In their dismay, Joachim and Anna placed themselves in the hands of God.  The answer came to both of them.  They would conceive a child and she would be “talked about in the entire world.”

The little child who came was Mary. And, indeed, she was to be special.  Joachim and Anna thanked God by dedicating little Mary to God.  This story resounds in the story of Hannah, the mother of Samuel.

It is interesting to note that in ancient days names often held deep meanings.  The name “Anna” is a form of “Hannah.”
“Hannah had no children … and her rival (her husband’s other wife) used to provoke her sorely and to tease her because Yahweh had closed Hannah’s womb. And this continued for years. … Hannah wept and would not eat (1 Samuel 1:3-8).” 

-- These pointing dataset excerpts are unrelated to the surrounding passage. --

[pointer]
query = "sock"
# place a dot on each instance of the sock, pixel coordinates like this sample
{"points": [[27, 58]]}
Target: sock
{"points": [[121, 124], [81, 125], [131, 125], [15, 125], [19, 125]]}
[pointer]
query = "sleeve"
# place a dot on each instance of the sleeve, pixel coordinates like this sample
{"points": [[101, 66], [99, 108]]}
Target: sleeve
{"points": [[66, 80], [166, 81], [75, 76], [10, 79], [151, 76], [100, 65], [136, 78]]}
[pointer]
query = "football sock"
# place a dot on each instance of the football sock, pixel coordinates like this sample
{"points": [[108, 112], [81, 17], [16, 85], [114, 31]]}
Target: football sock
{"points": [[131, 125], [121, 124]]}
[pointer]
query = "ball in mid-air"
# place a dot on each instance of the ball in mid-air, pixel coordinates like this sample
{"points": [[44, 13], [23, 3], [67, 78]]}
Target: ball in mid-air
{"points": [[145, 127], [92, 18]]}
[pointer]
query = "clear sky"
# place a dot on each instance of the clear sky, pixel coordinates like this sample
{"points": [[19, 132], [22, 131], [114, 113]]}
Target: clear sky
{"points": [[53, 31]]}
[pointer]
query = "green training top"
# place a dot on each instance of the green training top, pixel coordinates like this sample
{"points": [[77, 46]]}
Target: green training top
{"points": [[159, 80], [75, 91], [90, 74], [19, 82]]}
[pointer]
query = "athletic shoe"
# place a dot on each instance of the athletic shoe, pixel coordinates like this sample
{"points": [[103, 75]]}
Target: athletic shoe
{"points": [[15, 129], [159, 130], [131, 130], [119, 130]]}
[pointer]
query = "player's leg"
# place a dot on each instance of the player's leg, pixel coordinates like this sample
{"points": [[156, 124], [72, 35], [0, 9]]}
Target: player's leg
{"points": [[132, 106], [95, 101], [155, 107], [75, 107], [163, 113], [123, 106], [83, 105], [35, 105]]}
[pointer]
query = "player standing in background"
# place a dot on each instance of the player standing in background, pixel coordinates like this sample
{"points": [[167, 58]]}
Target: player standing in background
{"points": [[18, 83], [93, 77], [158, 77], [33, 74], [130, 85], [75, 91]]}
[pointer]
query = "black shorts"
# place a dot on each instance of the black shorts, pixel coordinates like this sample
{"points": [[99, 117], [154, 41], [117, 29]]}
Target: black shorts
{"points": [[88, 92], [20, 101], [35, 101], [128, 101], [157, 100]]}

But Hannah turned to God also, promising that if she could become pregnant she would give her child to the LORD (vs. 11).  Hannah prayed so fervently that the priest Eli thought she was drunk.  But God answered the young woman’s prayer and gave her a pregnancy. 

Hannah’s son was to be the great judge and prophet Samuel. Hannah dedicated him to God’s house at Shiloh even when her baby boy was little. She said, “For this child I prayed and the LORD has heard and granted my plea (vs. 27).”

Then Hannah sang a song of love and thankfulness to Yahweh.  It is mysteriously much like Mary’s song of happiness over the Child in her womb, God’s gift of life to the world. This song found in Luke is the Magnificat (1 Samuel 2:1-10/Luke 1:46-55).
 
Connections abound.  Joachim and Anna pledge their child to the temple who is to be the mother who will bear God Himself into the world.  Mary is dedicated to Yahweh in the temple just as Hannah had brought her son Samuel to the LORD.

All in all, one biblical account informs another and we see that God’s design of life flourishes. Mary is dedicated to Yahweh and she will cooperate in bringing life to the earth. Her Son, the son of God, brings eternal life which is God’s enduring plan.